The restaurant industry will likely never return to its pre-pandemic state, according to the National Restaurant Association.

The trade group says 2023 will be a, “New normal” for the sector as it struggles to rebound and as competition for workers remains intense, according to the association’s 2022 State of the Restaurant Industry report.

“Restaurants and their patrons have found themselves in a “New normal.” Given emergent technology, changing consumer behavior, dining preferences, and the extraordinary challenges of the last two years, the industry is unlikely to ever completely return to its pre-pandemic state,” said Hudson Riehle, senior vice president of the Research and Knowledge Group at the National Restaurant Association.

Recruitment and retention are top issues. Seven in 10 restaurant operators say they don’t have enough employees, and about 50% note that will be a top challenge this year.

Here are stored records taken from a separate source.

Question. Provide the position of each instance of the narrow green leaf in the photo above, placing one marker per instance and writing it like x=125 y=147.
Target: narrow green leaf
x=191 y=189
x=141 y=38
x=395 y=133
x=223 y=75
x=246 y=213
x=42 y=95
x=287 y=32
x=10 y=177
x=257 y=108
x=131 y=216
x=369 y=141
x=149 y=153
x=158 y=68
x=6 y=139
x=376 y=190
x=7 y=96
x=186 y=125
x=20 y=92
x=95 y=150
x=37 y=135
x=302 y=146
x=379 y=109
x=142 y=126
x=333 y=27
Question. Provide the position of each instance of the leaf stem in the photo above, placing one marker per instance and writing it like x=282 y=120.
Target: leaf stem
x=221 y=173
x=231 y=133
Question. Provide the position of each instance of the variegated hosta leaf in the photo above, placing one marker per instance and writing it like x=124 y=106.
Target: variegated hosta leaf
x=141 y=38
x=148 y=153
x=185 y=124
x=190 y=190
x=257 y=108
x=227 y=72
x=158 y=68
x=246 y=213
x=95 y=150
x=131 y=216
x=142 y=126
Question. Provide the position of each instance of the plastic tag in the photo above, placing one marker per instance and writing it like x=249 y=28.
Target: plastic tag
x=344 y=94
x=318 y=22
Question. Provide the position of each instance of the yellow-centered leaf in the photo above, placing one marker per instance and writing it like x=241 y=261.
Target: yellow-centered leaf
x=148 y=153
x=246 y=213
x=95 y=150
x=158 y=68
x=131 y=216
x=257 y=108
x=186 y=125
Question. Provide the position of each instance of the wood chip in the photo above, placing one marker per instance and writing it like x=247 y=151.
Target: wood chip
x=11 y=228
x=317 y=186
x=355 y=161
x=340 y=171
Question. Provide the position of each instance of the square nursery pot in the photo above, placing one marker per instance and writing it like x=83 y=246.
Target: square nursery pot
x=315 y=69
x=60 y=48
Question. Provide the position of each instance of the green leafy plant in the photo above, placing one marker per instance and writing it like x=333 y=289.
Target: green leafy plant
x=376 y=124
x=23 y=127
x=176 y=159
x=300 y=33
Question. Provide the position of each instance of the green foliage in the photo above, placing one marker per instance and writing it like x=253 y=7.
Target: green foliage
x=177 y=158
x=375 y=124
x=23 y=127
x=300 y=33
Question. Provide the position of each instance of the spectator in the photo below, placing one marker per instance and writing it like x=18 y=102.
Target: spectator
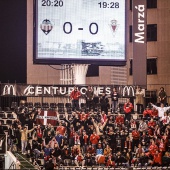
x=75 y=95
x=114 y=98
x=161 y=109
x=139 y=100
x=89 y=97
x=79 y=160
x=128 y=107
x=24 y=139
x=162 y=96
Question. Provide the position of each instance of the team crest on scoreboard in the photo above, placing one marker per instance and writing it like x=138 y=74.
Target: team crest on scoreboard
x=46 y=26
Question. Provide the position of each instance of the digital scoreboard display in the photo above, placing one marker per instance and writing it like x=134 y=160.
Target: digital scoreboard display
x=79 y=31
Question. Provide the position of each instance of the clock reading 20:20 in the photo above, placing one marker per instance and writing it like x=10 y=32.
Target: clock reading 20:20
x=55 y=3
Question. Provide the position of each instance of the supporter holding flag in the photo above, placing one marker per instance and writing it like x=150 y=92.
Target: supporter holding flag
x=161 y=110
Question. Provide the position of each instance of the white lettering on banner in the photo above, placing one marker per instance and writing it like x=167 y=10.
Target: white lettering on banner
x=47 y=90
x=28 y=91
x=7 y=90
x=38 y=90
x=70 y=89
x=62 y=90
x=100 y=90
x=55 y=89
x=108 y=90
x=83 y=89
x=128 y=89
x=141 y=25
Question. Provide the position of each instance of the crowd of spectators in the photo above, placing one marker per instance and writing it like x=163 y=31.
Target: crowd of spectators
x=94 y=138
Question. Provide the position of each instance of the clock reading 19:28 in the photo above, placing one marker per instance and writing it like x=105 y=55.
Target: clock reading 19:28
x=60 y=3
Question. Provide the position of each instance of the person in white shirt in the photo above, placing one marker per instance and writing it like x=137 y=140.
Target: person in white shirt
x=161 y=109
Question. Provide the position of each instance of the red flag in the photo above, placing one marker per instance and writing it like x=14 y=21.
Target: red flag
x=46 y=117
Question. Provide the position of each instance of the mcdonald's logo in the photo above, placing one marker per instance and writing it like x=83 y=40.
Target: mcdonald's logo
x=9 y=90
x=128 y=91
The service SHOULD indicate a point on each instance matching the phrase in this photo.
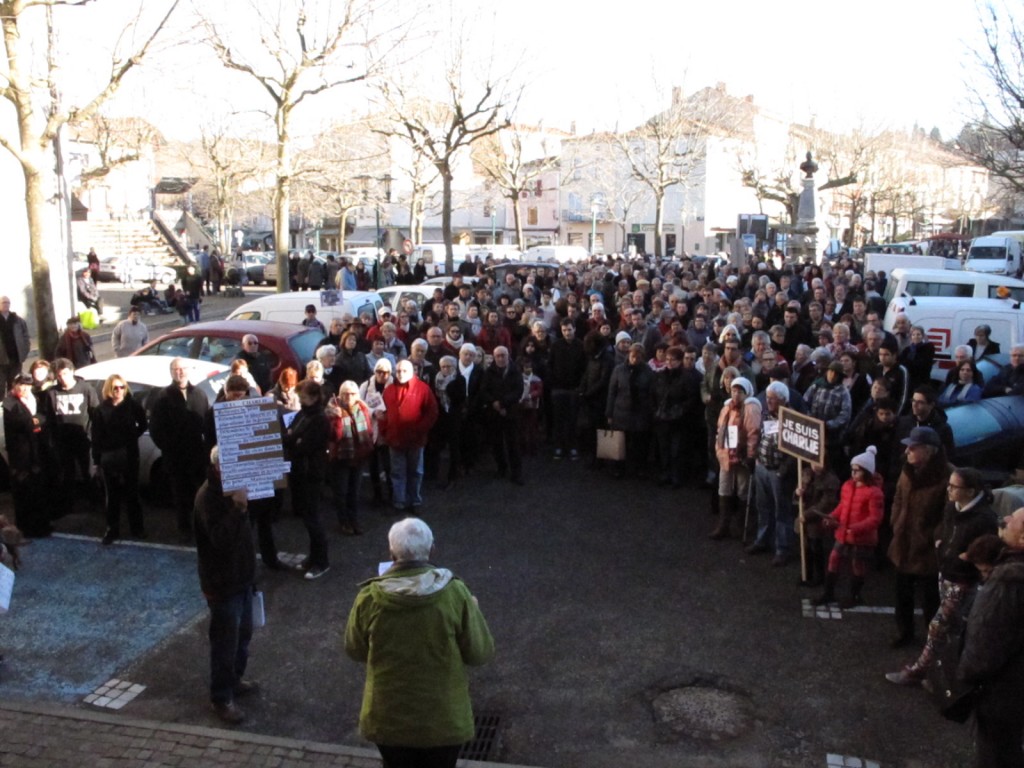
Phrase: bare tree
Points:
(995, 138)
(340, 166)
(511, 169)
(225, 166)
(441, 130)
(310, 48)
(40, 116)
(669, 148)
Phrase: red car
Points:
(220, 341)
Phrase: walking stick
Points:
(747, 513)
(803, 531)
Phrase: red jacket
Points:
(412, 411)
(859, 513)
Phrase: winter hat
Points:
(865, 461)
(744, 385)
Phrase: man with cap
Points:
(13, 342)
(310, 320)
(130, 334)
(774, 481)
(890, 368)
(736, 449)
(916, 514)
(993, 653)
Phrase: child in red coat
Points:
(855, 522)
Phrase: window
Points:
(1017, 294)
(921, 288)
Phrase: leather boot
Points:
(725, 506)
(828, 595)
(856, 585)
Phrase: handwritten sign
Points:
(251, 454)
(802, 436)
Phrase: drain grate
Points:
(484, 741)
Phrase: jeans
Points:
(414, 757)
(230, 632)
(345, 478)
(906, 585)
(305, 503)
(774, 510)
(407, 476)
(565, 408)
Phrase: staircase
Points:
(110, 238)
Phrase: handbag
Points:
(611, 444)
(953, 698)
(6, 587)
(259, 610)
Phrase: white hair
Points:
(411, 540)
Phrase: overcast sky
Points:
(872, 64)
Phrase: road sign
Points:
(802, 436)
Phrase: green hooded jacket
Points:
(417, 629)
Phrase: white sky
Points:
(871, 64)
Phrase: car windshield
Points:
(987, 253)
(304, 345)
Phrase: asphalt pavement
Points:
(624, 638)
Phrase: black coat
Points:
(993, 650)
(225, 553)
(176, 423)
(116, 427)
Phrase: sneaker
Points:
(903, 677)
(246, 688)
(228, 713)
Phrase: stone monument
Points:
(803, 243)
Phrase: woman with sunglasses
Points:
(118, 424)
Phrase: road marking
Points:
(842, 761)
(114, 693)
(832, 610)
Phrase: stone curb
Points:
(359, 756)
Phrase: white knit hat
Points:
(865, 461)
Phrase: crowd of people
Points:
(690, 363)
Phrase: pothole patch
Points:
(702, 712)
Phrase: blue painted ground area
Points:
(81, 611)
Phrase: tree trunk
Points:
(35, 204)
(445, 171)
(282, 190)
(517, 220)
(658, 214)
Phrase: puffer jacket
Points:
(748, 421)
(417, 628)
(859, 513)
(993, 650)
(916, 514)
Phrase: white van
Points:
(949, 322)
(999, 254)
(557, 254)
(291, 307)
(906, 283)
(433, 256)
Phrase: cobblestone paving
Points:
(50, 736)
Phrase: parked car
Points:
(112, 270)
(220, 341)
(254, 263)
(145, 376)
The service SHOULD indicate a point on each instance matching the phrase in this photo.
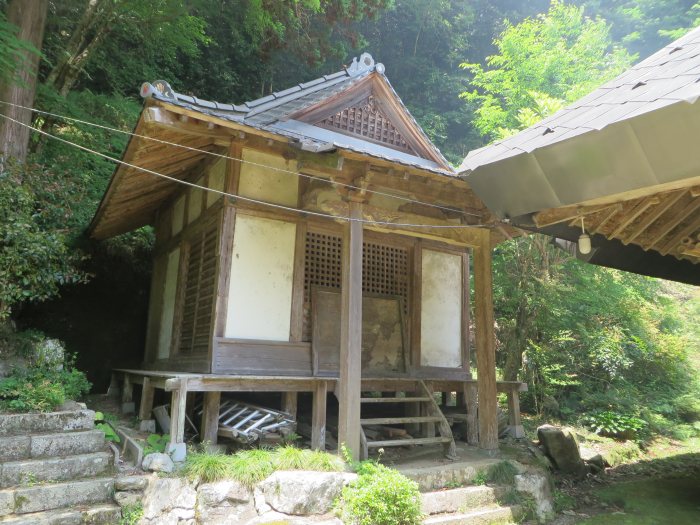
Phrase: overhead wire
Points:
(234, 196)
(243, 161)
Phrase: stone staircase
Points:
(55, 469)
(411, 396)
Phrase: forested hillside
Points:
(587, 339)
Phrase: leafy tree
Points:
(558, 56)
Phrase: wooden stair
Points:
(435, 426)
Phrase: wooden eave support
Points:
(350, 377)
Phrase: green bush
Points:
(380, 496)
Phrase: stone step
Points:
(50, 496)
(31, 471)
(15, 448)
(458, 500)
(106, 513)
(27, 424)
(482, 516)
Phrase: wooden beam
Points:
(210, 417)
(630, 217)
(485, 344)
(653, 216)
(318, 417)
(350, 379)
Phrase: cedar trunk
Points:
(30, 17)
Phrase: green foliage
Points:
(542, 63)
(102, 423)
(612, 424)
(156, 443)
(252, 466)
(34, 260)
(131, 514)
(380, 496)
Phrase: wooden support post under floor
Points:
(210, 417)
(318, 417)
(485, 343)
(349, 383)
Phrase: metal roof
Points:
(667, 77)
(271, 113)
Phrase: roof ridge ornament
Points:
(365, 63)
(159, 87)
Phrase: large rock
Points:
(538, 486)
(169, 501)
(158, 462)
(224, 503)
(561, 447)
(302, 492)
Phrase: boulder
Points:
(538, 486)
(158, 462)
(561, 447)
(224, 503)
(169, 501)
(302, 492)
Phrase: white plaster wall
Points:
(267, 184)
(441, 313)
(262, 270)
(217, 176)
(178, 215)
(165, 336)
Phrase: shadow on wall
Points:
(103, 321)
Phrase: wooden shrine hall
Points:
(313, 240)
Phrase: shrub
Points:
(380, 496)
(612, 424)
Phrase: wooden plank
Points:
(466, 314)
(485, 345)
(351, 336)
(146, 405)
(318, 417)
(178, 408)
(210, 417)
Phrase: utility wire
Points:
(222, 156)
(233, 196)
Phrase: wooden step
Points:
(399, 420)
(394, 399)
(408, 442)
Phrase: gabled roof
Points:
(277, 113)
(668, 77)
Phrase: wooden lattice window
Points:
(198, 294)
(385, 270)
(367, 120)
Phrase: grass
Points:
(252, 466)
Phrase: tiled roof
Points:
(670, 76)
(270, 113)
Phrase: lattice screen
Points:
(367, 120)
(199, 294)
(385, 270)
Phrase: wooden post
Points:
(210, 417)
(470, 394)
(289, 403)
(350, 379)
(485, 344)
(146, 405)
(516, 426)
(318, 417)
(128, 406)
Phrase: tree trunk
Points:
(30, 17)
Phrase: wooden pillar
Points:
(210, 417)
(146, 405)
(318, 417)
(485, 344)
(350, 380)
(289, 403)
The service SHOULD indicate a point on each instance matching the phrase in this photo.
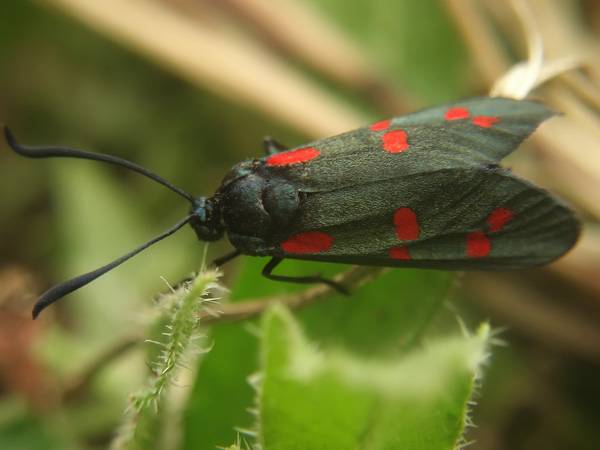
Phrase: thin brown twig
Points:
(351, 279)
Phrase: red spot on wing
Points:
(293, 157)
(478, 245)
(407, 226)
(311, 242)
(498, 218)
(399, 252)
(457, 113)
(485, 121)
(383, 125)
(395, 141)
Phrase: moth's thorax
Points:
(206, 220)
(254, 203)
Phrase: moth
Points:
(421, 190)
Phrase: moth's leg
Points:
(268, 273)
(272, 147)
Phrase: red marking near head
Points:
(499, 217)
(399, 252)
(383, 125)
(478, 245)
(484, 121)
(311, 242)
(407, 227)
(457, 113)
(293, 157)
(395, 141)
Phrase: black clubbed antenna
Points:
(55, 151)
(62, 289)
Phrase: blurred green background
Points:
(64, 83)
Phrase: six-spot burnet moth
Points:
(421, 190)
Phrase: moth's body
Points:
(421, 190)
(436, 198)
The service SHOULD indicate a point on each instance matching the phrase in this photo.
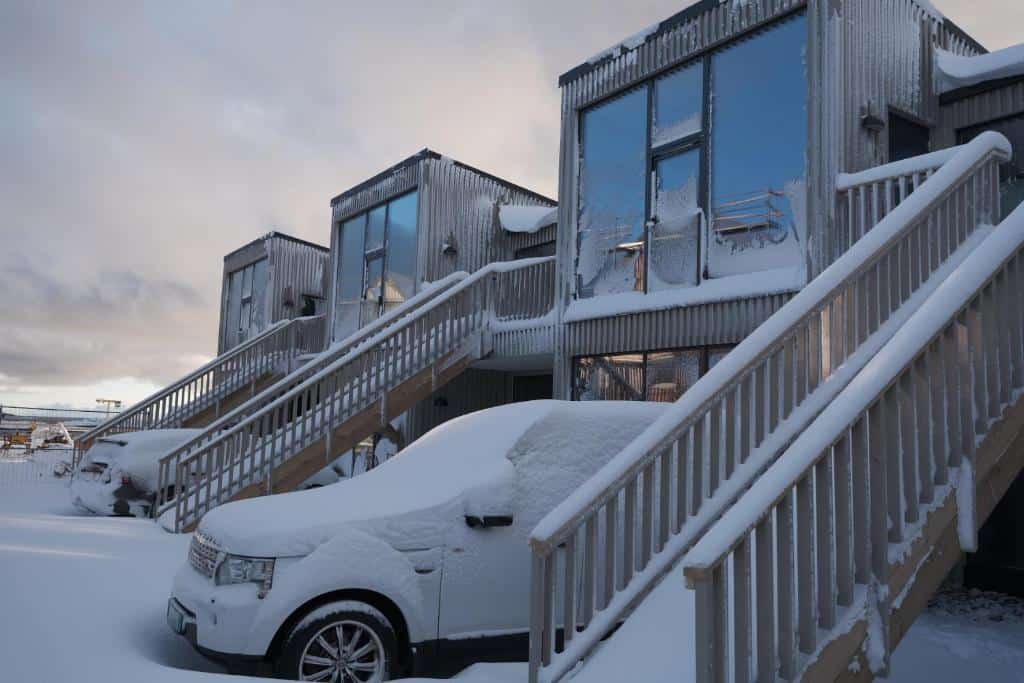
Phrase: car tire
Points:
(369, 652)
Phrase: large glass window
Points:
(377, 263)
(654, 159)
(759, 152)
(658, 376)
(246, 303)
(349, 276)
(678, 105)
(612, 186)
(674, 243)
(1011, 173)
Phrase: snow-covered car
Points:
(418, 566)
(119, 474)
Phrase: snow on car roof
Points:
(438, 469)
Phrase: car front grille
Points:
(204, 554)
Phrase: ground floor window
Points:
(659, 376)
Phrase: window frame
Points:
(701, 139)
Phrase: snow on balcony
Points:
(526, 218)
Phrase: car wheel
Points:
(340, 642)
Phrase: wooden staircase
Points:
(777, 553)
(289, 433)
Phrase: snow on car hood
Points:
(410, 500)
(139, 456)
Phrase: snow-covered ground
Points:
(83, 598)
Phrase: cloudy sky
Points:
(140, 141)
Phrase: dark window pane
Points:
(716, 353)
(609, 378)
(372, 293)
(675, 237)
(233, 309)
(543, 249)
(259, 295)
(349, 276)
(400, 250)
(678, 104)
(758, 153)
(247, 282)
(611, 196)
(1012, 173)
(375, 227)
(906, 138)
(672, 373)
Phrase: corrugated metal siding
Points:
(722, 23)
(707, 325)
(294, 269)
(859, 52)
(884, 53)
(457, 201)
(473, 390)
(235, 261)
(398, 182)
(724, 323)
(506, 244)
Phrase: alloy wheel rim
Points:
(344, 651)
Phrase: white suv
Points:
(419, 566)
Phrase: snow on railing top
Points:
(171, 388)
(950, 297)
(693, 402)
(323, 359)
(958, 72)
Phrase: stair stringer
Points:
(933, 554)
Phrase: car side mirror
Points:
(488, 521)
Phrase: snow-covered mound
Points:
(456, 464)
(526, 218)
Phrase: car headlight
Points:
(235, 569)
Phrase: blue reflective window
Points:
(612, 185)
(674, 243)
(349, 276)
(758, 152)
(400, 250)
(678, 104)
(376, 227)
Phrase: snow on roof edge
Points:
(526, 218)
(956, 72)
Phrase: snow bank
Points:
(138, 454)
(817, 291)
(456, 464)
(526, 218)
(721, 289)
(960, 72)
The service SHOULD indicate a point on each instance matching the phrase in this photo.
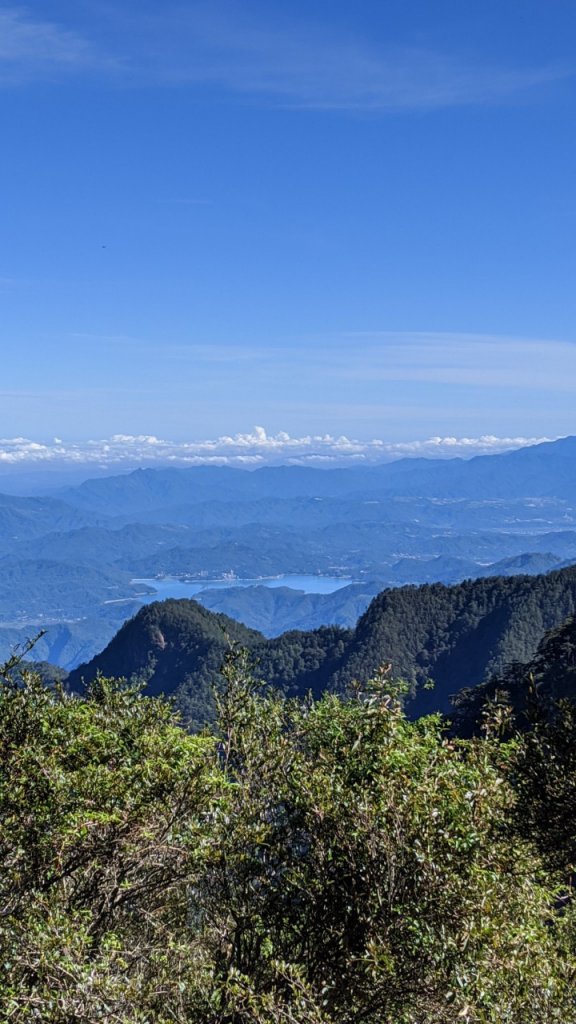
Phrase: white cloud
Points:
(34, 47)
(244, 450)
(299, 67)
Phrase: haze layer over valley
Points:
(78, 563)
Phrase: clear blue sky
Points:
(345, 217)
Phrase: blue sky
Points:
(325, 217)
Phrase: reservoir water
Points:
(171, 587)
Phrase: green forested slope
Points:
(457, 636)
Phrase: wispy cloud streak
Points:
(303, 67)
(244, 450)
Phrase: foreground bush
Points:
(313, 863)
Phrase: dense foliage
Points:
(458, 636)
(306, 862)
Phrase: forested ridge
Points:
(309, 852)
(456, 636)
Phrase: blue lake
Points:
(170, 587)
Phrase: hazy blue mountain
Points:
(459, 635)
(43, 590)
(540, 471)
(278, 609)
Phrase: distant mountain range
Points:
(70, 560)
(456, 636)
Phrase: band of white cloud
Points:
(243, 450)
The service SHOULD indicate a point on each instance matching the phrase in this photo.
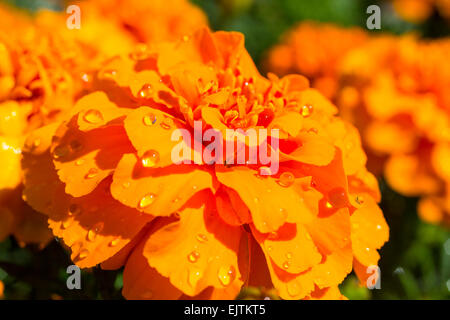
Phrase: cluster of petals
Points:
(417, 11)
(395, 91)
(105, 178)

A full return to employment is not expected in 2023 and competition for employees will remain, “intense.” The group estimates total industry employment will reach 14.9 million jobs. That’s up just 400,000 from 2021 as job openings remain high and still a million fewer jobs than pre-pandemic levels. Just five states, Idaho, Montana, North Dakota, Utah, and Arizona have the same number of restaurant employees as they did pre-pandemic.

Some restaurant operators are turning to technology to ease staffing shortages. 38% of adults say they would be okay with a robot delivering their meal at a restaurant this year. Ghost kitchens (offsite delivery-only kitchens for restaurants) remain a small part of the landscape, but 50% of quick-service operators expect it to grow in 2023.

Employment is just one issue facing restaurants. 90% of restaurant operators say rising costs will likely continue through 2023, and 96% of operators do not believe supply chain issues will be fixed this year.

Working from home (WFH) changed the game for the restaurant industry. 54% of work-from-home employees say they go out to dinner less frequently than they did before the pandemic, while 47% of WFH employees say the same thing about lunch, according to the report.